After finishing an encouraging second in his first ever race, the seven-year-old son of stallion Oscar became critically ill - no one is absolutely certain with what - and spent six weeks away from Lavelle's HQ on the rolling Marlborough Downs in Wiltshire under veterinary care, during which time he suffered a dramatic weight loss.

The long subsequent recuperation was rewarded with a winning return, followed by two second places and then a run down the field at the 2018 Festival when galloping, according to his trainer, "as though being chased by the Hound of the Baskervilles - too fast too soon".
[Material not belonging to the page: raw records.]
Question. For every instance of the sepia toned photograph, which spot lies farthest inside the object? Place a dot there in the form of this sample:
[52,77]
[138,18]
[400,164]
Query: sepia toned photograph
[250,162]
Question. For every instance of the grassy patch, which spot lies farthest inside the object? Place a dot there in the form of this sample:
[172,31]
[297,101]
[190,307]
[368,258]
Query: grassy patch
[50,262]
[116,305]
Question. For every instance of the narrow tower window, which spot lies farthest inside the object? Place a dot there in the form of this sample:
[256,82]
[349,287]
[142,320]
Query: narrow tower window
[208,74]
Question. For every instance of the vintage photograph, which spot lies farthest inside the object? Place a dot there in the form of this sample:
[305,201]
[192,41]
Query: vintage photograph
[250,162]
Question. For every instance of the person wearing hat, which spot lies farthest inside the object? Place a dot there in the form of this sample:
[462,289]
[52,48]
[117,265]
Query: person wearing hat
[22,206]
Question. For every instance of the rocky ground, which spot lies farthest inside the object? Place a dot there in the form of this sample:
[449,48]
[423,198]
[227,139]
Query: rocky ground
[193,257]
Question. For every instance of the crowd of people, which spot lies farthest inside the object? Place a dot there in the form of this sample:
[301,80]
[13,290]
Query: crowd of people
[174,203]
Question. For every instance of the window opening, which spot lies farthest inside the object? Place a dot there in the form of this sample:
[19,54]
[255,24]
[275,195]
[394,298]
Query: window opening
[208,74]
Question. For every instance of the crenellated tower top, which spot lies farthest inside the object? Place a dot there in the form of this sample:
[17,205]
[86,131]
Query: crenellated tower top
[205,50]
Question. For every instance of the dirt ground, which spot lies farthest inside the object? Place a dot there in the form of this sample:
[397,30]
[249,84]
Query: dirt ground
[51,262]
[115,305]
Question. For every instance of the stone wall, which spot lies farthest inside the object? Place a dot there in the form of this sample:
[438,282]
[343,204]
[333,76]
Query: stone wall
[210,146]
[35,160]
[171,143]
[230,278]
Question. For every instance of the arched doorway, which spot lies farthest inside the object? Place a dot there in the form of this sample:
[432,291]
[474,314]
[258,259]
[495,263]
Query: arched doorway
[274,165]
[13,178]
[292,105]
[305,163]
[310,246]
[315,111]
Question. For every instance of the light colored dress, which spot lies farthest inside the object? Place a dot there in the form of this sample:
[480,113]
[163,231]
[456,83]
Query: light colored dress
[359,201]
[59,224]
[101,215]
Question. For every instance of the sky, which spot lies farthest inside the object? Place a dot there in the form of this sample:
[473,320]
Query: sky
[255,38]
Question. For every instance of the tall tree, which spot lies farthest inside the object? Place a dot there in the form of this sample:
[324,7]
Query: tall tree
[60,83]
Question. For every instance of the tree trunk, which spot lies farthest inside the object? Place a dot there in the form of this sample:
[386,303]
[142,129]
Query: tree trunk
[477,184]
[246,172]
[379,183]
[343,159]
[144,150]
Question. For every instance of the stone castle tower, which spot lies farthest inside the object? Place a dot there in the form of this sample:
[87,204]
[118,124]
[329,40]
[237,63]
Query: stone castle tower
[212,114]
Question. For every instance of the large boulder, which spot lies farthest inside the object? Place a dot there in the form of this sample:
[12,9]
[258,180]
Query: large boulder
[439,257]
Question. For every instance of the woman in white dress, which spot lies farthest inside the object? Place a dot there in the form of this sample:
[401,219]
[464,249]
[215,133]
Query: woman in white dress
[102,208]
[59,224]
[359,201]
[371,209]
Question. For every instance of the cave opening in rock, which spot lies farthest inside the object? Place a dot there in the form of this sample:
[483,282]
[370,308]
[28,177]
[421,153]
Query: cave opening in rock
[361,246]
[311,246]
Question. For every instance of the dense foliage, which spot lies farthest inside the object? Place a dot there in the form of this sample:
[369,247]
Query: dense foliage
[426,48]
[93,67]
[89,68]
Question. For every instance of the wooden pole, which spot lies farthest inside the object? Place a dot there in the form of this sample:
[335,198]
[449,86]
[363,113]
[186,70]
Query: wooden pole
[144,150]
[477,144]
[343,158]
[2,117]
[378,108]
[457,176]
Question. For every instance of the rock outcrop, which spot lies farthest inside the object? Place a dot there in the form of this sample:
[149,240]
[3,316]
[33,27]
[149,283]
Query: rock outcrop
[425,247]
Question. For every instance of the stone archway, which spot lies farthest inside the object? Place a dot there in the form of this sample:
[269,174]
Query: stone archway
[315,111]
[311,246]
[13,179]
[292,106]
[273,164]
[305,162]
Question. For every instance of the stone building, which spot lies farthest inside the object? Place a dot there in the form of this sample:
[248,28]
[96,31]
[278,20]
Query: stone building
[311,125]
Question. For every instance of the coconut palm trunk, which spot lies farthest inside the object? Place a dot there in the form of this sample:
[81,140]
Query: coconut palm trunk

That said, Lavelle is also hoping to gain reassurance from the return to the Cotswold track - where he's due to face fierce competition including from fellow Stayers' Hurdle hopefuls Midnight Shadow and Black Op - that the horse isn't in any way disadvantaged by its famously examining contours.

"I can't see why Cheltenham shouldn't suit him," the trainer of 68 horses said, "but he has won, or run well, in races on flat or pretty much flat tracks so it would be good to just to go there and do it."

She added: "Whatever happens, he will always be very special to all of us as our first Grade One winner - no one can take that away."

Among his rivals will be Sam Spinner, once the darling of the long distance hurdlers, who will have another go at regaining his mojo after two races in which his jockey Joe Colliver has been unseated when lining up against Paisley Park.

In 2018, the Jedd O'Keeffe-trained gelding went off as favourite for the Stayers Hurdle at both the Cheltenham and Aintree Festivals, finishing fifth and third respectively, but not a lot has gone right since. However, recent vibes from the O'Keeffe operation have been positive.

Joe Colliver on Sam Spinner
Sam Spinner badly needs a return to form after a couple of disappointing runs

Also this weekend

Jockey Tom O'Brien, a nephew of champion flat trainer Aidan, is well on course for his best-ever season, a campaign highlighted by a Grade One success on Elixir De Nutz and by getting the better of a stirring finish to the Welsh Grand National on Elegant Escape; both horses are trained by Colin Tizzard.

The seven-year-old Elegant Escape has a similar profile to Tizzard's 2018 Cheltenham Gold Cup winner Native River, and a significant run in the Cotswold Chase (14:25 GMT), against opponents headed by Frodon and Valtor, is anticipated.